Ik loop vast op een opgave waar ik een kritiek gebied moet berekenen. Ik heb alleen het gemiddelde, de alpha (significantieniveau) en de frequentie.

Zelf zou ik denken dat ik de standaardafwijking moet berekenen, maar hier heb ik (volgens mij) niet genoeg gegevens voor.

De vraag luid als volgt:

Sanne en Harm toepen regelmatig samen. Toepen is een kaartspel waarbij de spelers elk vier kaarten krijgen uit een spel van 32 kaarten: B,V,H,A,7,8,9,10 van elke kleur. De 10 is de hoogste, de boer de laagste kaart. Het is dus gunstig om 10-en te krijgen. De kans dat een speler minstens één 10 krijgt is 0,43.

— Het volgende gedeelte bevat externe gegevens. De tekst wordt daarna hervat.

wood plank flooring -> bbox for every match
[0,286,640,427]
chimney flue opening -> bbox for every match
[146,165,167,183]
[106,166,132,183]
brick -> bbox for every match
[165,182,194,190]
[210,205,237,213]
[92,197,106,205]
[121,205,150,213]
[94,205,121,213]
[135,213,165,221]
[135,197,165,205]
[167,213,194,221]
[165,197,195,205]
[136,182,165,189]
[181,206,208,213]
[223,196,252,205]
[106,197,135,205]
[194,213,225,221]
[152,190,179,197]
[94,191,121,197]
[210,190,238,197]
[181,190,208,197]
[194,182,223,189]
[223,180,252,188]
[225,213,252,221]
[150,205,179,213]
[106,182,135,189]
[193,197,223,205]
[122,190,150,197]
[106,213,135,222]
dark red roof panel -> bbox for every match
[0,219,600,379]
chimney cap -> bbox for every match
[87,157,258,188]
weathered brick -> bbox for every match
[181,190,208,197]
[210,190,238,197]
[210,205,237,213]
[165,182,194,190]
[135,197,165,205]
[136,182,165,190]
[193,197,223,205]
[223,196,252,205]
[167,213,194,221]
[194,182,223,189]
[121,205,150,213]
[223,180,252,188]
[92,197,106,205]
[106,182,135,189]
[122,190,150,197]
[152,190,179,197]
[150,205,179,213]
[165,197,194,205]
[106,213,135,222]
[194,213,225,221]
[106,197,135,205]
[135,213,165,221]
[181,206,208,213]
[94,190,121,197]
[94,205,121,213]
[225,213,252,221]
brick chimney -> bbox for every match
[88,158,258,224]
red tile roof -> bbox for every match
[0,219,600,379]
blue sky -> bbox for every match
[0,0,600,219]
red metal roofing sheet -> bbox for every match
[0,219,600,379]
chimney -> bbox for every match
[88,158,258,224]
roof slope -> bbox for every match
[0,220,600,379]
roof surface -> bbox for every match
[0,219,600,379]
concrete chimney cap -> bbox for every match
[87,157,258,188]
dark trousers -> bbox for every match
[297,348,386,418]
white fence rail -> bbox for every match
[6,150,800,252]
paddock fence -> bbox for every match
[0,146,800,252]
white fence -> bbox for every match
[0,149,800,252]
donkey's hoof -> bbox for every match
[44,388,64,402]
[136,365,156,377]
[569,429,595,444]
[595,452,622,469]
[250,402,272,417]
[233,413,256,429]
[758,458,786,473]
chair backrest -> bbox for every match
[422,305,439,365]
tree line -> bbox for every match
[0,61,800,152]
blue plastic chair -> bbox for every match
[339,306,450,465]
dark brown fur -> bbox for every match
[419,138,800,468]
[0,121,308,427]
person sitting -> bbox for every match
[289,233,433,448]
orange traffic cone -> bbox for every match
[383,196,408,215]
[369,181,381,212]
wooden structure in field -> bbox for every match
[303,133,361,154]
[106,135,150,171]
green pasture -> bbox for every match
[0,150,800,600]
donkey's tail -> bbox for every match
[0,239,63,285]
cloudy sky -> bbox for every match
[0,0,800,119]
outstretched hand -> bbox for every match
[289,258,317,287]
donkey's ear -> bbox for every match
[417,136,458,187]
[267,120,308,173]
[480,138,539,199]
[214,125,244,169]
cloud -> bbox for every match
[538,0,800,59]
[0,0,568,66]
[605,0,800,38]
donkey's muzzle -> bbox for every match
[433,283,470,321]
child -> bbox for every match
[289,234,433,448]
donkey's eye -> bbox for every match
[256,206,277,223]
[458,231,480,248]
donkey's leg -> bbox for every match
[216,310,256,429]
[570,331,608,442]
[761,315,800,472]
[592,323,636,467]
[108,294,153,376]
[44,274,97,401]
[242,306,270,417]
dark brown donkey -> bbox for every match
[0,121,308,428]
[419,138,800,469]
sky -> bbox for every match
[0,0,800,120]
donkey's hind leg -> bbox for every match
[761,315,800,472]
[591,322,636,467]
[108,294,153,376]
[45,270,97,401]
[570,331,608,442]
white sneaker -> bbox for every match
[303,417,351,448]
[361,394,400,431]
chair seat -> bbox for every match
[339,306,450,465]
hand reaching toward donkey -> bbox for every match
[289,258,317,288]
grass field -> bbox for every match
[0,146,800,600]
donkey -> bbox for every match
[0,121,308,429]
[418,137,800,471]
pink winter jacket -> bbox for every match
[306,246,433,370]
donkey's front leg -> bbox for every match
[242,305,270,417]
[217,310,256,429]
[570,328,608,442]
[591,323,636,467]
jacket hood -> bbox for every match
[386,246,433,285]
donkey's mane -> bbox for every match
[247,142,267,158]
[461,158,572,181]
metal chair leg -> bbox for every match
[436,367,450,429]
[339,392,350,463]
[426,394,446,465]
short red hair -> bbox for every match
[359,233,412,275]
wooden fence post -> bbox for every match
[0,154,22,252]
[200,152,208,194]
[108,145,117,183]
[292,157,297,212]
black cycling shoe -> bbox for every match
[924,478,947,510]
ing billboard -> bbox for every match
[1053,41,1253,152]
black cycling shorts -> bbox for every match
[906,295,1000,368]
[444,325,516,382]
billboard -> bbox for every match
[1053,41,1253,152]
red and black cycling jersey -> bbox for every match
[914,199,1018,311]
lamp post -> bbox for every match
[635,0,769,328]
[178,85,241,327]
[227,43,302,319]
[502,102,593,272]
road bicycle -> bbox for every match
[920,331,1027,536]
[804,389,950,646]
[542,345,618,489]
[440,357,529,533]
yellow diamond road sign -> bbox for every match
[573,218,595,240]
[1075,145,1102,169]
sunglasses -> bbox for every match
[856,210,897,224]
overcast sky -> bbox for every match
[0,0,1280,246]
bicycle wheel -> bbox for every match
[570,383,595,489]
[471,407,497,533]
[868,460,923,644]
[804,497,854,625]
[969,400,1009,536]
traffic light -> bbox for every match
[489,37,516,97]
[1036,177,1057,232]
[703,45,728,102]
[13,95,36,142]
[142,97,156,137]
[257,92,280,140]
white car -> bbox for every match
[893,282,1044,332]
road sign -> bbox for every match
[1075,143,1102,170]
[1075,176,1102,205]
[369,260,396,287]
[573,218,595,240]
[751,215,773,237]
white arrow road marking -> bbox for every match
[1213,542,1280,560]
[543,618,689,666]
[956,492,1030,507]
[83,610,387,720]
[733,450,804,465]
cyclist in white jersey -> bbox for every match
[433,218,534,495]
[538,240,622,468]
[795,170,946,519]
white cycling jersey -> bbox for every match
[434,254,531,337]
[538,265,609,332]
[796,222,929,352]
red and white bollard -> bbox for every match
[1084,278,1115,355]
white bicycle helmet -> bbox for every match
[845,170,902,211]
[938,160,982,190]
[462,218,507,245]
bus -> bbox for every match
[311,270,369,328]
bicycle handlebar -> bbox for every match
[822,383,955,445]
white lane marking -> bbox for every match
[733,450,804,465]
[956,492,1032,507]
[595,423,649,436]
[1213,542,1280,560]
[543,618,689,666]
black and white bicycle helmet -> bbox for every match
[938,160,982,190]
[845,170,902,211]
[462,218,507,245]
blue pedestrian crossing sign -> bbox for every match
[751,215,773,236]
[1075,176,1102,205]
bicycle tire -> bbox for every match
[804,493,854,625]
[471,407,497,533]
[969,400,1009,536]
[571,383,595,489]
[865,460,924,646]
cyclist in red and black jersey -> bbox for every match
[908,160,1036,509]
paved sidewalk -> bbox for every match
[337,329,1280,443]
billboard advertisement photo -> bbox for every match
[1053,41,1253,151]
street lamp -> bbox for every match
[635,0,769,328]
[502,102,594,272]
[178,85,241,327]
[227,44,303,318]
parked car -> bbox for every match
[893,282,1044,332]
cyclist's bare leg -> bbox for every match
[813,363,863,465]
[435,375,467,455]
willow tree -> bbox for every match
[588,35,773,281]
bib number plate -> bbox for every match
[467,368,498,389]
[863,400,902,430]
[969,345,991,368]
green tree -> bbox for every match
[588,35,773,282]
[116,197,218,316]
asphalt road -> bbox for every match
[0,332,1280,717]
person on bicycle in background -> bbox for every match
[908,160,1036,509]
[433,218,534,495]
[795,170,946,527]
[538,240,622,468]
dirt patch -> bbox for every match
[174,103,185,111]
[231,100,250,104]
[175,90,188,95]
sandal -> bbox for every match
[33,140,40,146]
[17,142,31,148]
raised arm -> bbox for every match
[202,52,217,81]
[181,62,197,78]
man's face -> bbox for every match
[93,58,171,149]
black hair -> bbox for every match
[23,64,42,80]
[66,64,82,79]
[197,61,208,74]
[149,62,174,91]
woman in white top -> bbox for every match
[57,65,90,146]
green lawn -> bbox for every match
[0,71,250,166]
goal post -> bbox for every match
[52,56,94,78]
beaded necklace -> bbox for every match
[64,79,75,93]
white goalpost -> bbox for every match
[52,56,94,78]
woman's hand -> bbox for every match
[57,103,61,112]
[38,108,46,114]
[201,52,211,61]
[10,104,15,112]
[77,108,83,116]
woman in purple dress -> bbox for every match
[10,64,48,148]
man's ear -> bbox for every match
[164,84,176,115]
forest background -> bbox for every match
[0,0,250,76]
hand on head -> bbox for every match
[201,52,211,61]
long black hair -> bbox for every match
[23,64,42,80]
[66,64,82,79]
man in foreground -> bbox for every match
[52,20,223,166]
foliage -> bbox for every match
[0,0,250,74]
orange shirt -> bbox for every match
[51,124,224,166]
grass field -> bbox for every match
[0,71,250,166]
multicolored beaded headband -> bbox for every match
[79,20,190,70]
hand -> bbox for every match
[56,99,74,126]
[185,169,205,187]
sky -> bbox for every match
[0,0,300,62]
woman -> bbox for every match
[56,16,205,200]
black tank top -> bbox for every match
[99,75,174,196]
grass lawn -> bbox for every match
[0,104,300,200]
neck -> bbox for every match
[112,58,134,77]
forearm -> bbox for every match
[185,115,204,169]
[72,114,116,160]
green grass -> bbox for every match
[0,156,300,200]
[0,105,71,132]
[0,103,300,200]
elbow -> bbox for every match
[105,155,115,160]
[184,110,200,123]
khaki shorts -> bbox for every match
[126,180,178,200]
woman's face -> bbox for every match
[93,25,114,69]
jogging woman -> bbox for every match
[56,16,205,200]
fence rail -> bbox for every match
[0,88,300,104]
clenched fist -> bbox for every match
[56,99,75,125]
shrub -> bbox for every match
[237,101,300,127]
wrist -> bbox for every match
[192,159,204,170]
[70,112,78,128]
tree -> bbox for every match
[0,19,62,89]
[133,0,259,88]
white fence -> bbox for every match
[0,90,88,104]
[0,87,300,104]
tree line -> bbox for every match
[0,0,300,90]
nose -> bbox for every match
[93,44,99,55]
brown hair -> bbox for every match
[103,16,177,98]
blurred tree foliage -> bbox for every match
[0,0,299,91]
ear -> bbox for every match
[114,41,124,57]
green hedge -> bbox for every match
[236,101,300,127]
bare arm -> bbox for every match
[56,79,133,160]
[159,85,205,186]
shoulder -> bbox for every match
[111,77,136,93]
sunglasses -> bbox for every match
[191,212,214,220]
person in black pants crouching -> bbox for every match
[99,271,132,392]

Die kans is 0,43, tenminste als er eerlijk gedeeld wordt. Harm is argwanend en denkt dat Sanne de kaarten "steekt"als ze de kaarten deelt. Hij denkt dat Sanne - als ze zelf deelt - veel vaker ten minste één 10 heeft dan in 43% van de gevallen. We gaan dit vermoeden toetsen, in twintig keer dat Sanne deelt.

Bepaal het kritieke gebied bij alpha is 0,1.

Wie kan me verder helpen?
Als ik de standaardafwijking heb, is het zo te berekenen, maar hoe kom ik hieraan?

Met vriendelijke groet,
Floris

floris
Leerling bovenbouw havo-vwo - vrijdag 8 maart 2013

Antwoord

Beste Floris,

Ik vermoed dat je denkt aan de theorie over de normale verdeling, maar bij eerlijk delen is het aantal keer dat Sanne minstens één 10 heeft binomiaal verdeeld: er is sprake van een herhaald experiment (n=20), steeds zijn slechts twee mogelijke uitkomsten: succes (minstens één 10) of geen succes (geen 10), en de kans op succes is steeds gelijk (p=0,43).

Als nulhypothese nemen we de veronderstelling dat Sanne eerlijk deelt, dus: p=0,43. De alternatieve hypothese is dan: p>0,43.

Wanneer Sanne in 43% van de deelbeurten succes heeft (d.w.z. minstens één 10), dan is er natuurlijk geen reden om aan de nulhypothese te twijfelen. Afgerond is dit 9 keer succes. Bij 10 of 11 keer succes twijfel je waarschijnlijk ook nog niet, dat kan best toeval zijn. Maar wat denk je van 12, 13 of 14 keer succes? De kans dat dit toevallig gebeurt, wordt steeds kleiner. Uiteindelijk is er een waarde k waarvoor geldt dat de kans op k of meer keer succes kleiner is dan alpha (hier dus: kleiner dan 0,01). Bij deze aantallen (bijvoorbeeld 17 of meer keer succes) geloven we niet meer dat Sanne eerlijk deelt, en verwerpen we de nulhypothese.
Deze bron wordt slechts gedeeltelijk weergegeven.